Above in conjunction with accompanying drawing, embodiments of the present invention are explained in detail, but the present invention are not limited to above-mentioned embodiment, In the ken that those of ordinary skill in the art are possessed, it is also possible to make various on the premise of without departing from present inventive concept Change.The above, be only presently preferred embodiments of the present invention, and the present invention not makees any pro forma restriction, although The present invention is disclosed above with preferred embodiment, but is not limited to the present invention, any those skilled in the art, In the range of without departing from technical solution of the present invention, when the technology contents of available the disclosure above makes a little change or is modified to equivalent The Equivalent embodiments of change, as long as being without departing from technical solution of the present invention content, according to the technical spirit of the present invention, in the present invention Spirit and principle within, any simple amendment that above example is made, equivalent and improvement etc., all still fall within this Within the protection domain of inventive technique scheme.

Claims

1. one kind can customize instruction identify voice camera system, it is characterised in that: described system include phonetic order acquisition module, Audio signal pretreatment module, audio signal characteristic extraction module, voice definition training module and language identification control module,

A kind of voice camera system that can customize instruction identification, it is characterised in that: described audio signal Pretreatment module includes pre-emphasis module, framing module, windowing module and endpoint detection module, and voice is referred to by above-mentioned module successively The audio signal of order carries out preemphasis, framing, windowing and end-point detection and processes.
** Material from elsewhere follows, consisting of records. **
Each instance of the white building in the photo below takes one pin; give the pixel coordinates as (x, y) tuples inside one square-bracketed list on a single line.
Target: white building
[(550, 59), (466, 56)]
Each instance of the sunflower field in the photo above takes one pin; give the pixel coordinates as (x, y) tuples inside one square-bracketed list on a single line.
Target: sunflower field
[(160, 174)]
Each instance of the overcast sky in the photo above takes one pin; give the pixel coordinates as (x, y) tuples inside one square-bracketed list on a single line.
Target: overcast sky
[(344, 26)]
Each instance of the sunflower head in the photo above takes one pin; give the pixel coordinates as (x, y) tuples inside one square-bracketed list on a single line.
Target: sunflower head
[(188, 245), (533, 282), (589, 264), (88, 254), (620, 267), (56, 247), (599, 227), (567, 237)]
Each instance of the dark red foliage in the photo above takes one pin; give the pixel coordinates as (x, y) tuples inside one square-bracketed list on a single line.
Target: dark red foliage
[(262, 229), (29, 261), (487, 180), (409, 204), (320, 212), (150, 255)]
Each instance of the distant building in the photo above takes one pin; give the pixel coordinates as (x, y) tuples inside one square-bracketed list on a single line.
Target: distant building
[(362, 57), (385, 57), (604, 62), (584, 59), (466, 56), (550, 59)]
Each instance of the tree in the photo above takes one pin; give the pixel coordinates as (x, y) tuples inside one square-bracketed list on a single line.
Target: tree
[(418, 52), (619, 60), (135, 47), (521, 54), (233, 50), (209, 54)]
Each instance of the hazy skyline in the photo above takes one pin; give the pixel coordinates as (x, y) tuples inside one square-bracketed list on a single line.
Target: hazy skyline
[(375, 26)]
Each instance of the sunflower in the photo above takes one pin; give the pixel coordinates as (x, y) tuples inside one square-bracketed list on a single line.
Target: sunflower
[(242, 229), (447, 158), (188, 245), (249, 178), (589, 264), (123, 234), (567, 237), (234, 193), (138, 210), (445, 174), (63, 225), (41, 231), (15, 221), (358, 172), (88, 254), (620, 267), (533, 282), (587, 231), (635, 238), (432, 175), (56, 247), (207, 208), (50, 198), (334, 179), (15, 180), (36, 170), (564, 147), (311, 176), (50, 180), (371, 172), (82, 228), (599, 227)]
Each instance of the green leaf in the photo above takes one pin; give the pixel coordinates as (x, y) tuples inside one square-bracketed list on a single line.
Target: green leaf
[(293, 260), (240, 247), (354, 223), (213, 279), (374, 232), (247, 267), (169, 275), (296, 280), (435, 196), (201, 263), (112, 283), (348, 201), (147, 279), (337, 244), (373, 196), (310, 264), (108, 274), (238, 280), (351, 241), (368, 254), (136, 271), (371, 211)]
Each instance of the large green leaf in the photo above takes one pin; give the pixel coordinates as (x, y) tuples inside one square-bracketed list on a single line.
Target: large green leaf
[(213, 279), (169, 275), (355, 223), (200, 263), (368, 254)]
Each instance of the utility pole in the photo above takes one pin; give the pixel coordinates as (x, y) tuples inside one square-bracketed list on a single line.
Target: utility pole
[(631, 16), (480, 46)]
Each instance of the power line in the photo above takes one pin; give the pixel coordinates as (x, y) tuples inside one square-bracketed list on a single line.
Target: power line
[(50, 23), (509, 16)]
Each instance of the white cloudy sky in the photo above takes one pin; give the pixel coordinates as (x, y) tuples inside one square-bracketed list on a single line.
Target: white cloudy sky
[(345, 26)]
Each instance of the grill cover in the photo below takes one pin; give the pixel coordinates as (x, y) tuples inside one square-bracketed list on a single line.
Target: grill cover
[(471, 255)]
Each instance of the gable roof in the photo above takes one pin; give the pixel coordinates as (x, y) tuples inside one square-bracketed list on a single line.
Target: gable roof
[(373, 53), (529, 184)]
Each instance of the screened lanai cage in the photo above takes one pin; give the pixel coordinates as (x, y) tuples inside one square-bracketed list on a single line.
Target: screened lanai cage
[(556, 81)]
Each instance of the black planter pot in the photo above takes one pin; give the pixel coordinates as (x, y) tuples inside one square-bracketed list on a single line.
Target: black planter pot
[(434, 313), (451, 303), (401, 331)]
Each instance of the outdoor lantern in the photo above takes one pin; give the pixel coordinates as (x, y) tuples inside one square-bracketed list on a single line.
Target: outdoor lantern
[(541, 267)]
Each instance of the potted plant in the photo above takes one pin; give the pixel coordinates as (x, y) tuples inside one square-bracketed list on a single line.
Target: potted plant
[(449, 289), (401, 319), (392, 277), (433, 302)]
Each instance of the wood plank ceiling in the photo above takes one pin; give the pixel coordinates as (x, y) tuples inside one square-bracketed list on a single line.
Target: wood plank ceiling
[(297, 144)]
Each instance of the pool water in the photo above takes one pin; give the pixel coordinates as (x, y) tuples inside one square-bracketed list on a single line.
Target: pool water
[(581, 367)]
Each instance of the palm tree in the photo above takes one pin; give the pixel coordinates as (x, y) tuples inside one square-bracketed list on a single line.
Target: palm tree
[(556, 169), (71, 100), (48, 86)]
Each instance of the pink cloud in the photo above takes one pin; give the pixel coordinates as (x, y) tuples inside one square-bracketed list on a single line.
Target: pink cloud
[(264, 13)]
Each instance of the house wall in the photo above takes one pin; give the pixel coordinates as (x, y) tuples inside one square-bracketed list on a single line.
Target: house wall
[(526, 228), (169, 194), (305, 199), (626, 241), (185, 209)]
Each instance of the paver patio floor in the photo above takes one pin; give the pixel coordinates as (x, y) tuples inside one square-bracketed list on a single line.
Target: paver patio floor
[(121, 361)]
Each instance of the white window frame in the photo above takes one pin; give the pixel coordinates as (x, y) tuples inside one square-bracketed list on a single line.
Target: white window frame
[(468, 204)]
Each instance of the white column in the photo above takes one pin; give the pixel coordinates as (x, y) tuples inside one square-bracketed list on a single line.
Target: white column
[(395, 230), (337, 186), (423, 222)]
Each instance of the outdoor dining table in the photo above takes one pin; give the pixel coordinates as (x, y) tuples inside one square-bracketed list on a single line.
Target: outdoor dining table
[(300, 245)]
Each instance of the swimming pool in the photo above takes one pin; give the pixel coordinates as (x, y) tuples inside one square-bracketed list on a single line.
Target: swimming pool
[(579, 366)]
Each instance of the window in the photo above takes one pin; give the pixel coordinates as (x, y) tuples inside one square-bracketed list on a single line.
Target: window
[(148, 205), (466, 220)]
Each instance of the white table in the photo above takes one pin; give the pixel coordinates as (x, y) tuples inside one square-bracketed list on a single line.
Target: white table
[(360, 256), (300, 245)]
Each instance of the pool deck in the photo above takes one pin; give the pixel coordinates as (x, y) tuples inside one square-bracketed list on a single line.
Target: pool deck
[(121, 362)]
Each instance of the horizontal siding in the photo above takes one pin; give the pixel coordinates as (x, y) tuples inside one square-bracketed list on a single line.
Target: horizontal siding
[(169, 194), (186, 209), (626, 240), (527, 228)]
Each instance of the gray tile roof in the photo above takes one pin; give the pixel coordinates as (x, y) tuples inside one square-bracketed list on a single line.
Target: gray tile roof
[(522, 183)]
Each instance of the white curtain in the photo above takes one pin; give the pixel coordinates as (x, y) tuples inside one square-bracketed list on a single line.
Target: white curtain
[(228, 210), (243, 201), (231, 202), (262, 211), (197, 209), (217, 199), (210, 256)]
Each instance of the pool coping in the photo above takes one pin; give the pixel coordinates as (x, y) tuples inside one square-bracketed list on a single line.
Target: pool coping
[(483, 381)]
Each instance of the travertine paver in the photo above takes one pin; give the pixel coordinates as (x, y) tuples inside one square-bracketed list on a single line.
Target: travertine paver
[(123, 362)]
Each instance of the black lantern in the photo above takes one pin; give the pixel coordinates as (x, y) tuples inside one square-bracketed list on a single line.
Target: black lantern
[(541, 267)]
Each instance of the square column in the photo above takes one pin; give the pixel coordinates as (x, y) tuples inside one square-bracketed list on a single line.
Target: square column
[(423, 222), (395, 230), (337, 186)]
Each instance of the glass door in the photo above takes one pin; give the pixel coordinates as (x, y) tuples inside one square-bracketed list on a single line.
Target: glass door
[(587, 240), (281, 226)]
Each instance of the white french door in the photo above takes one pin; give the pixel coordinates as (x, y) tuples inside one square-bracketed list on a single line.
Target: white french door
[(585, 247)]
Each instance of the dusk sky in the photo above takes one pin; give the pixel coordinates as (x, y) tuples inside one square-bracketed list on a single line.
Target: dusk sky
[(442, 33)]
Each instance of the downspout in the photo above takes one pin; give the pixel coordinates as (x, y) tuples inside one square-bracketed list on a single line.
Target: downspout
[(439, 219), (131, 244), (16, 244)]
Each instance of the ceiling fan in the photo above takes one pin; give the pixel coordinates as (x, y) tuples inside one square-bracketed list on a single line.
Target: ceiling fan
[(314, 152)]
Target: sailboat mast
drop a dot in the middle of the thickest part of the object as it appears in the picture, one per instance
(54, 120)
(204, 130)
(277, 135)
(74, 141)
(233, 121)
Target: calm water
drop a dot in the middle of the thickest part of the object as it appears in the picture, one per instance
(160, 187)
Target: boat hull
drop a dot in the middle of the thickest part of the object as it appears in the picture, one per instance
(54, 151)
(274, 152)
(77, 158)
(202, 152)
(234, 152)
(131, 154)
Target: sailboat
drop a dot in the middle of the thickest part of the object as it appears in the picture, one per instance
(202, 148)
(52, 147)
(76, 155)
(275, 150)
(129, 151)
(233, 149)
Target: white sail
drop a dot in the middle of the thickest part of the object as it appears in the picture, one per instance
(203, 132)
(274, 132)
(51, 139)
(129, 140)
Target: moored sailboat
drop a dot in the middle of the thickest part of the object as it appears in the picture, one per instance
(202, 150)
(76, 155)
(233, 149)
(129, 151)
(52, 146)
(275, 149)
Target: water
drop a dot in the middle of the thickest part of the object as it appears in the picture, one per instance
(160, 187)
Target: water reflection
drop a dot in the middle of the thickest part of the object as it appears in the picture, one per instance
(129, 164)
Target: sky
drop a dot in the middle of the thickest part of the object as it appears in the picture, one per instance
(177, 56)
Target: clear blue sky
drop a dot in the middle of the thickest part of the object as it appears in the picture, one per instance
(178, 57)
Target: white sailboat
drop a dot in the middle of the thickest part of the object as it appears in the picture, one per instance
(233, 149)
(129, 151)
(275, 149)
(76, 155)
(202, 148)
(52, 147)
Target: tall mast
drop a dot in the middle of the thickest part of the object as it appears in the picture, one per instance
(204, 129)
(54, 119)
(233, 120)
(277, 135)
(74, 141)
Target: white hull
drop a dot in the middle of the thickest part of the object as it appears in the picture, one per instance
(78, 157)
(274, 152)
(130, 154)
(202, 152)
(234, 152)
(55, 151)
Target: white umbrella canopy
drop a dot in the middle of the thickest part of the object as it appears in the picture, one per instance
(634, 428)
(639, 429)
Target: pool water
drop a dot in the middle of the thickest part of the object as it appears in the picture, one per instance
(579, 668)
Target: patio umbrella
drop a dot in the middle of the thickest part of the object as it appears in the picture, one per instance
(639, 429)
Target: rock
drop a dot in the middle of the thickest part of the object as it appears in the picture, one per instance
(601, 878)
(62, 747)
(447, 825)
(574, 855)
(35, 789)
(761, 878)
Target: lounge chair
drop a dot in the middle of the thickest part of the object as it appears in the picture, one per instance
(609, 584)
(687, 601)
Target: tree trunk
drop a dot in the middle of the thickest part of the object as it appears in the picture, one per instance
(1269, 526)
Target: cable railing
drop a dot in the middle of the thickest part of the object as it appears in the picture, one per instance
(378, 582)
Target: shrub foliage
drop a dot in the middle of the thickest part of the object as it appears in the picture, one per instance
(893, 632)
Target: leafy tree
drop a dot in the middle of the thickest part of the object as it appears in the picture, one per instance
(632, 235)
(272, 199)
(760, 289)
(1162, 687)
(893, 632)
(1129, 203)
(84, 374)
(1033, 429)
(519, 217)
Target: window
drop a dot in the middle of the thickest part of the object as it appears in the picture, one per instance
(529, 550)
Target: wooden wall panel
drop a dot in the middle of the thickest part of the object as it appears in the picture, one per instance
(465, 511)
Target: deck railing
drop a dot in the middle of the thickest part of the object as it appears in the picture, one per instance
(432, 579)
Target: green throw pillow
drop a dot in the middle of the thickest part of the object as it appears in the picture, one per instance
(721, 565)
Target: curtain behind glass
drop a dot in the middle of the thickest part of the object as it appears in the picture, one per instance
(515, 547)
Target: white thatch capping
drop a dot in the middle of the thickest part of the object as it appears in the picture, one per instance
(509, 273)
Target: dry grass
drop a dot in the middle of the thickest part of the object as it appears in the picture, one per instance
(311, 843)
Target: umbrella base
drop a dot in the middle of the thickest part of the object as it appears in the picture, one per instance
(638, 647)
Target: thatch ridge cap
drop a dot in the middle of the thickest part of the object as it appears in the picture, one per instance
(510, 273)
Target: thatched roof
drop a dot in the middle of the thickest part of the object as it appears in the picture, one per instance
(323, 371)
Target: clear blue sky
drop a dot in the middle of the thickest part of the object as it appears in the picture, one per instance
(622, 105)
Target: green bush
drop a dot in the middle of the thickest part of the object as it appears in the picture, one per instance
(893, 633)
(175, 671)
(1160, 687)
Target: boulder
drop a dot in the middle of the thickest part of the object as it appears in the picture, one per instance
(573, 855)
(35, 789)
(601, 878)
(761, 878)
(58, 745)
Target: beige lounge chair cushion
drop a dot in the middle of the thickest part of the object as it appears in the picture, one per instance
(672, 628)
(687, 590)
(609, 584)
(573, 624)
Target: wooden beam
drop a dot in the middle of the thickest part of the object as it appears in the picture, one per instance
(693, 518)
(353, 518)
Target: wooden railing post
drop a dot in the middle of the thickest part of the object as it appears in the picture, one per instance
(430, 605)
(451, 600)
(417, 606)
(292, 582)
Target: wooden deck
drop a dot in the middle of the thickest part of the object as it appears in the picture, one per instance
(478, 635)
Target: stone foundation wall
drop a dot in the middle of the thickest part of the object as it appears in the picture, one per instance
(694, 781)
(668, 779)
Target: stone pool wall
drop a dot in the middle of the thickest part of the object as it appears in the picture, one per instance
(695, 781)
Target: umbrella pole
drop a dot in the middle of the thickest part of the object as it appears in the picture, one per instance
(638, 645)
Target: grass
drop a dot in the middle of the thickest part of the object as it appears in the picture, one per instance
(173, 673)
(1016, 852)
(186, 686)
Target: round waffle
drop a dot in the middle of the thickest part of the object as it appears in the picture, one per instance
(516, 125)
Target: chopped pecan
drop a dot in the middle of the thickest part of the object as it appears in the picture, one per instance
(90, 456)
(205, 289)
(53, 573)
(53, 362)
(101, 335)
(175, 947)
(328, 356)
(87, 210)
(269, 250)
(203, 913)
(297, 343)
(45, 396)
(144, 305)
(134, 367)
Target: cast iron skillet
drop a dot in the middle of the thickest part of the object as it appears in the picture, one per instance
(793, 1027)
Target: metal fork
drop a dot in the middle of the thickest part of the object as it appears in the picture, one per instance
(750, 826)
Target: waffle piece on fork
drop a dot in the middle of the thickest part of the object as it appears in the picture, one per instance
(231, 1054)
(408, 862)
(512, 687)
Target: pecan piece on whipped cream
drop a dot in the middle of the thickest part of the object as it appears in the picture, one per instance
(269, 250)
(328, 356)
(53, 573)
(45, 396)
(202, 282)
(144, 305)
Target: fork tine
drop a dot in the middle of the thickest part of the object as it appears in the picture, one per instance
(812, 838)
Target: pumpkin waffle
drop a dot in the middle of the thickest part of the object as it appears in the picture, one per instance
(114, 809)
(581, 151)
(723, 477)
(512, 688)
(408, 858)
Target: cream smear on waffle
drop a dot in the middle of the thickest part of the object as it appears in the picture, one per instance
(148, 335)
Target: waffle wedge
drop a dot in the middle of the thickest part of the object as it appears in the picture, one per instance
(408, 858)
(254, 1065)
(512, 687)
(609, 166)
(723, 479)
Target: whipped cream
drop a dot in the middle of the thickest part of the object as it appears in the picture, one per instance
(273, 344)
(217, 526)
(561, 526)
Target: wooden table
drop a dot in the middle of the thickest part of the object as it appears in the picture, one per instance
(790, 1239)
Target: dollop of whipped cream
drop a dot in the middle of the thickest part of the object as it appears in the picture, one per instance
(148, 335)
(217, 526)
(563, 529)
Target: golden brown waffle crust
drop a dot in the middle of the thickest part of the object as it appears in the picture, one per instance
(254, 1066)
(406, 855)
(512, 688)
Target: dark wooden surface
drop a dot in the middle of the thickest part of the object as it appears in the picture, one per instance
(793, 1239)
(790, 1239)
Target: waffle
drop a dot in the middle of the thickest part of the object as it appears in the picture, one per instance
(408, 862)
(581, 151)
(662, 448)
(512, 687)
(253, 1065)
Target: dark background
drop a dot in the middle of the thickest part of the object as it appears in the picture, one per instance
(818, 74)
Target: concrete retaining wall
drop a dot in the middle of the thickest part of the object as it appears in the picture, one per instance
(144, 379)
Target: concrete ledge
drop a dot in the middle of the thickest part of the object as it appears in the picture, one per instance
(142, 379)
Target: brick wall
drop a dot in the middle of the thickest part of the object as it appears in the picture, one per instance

A kind of voice camera system that can customize instruction identification, it is characterised in that: described audio signal Characteristic extracting module includes Fast Fourier Transform Block, Mel bank of filters, logarithmic energy module, discrete cosine transform module, Audio signal characteristic extraction module extracts the characteristic parameter with noise immunity from the audio signal of phonetic order, and described parameter is prunus mume (sieb.) sieb.et zucc. That frequency cepstral coefficient.

A kind of voice camera system that can customize instruction identification, it is characterised in that: described language identification Control module uses the method for template matching, by dynamic time warping by the audio signal parameters of phonetic order to be identified and feature The data of library storage are compared, and carry out distortion measurement.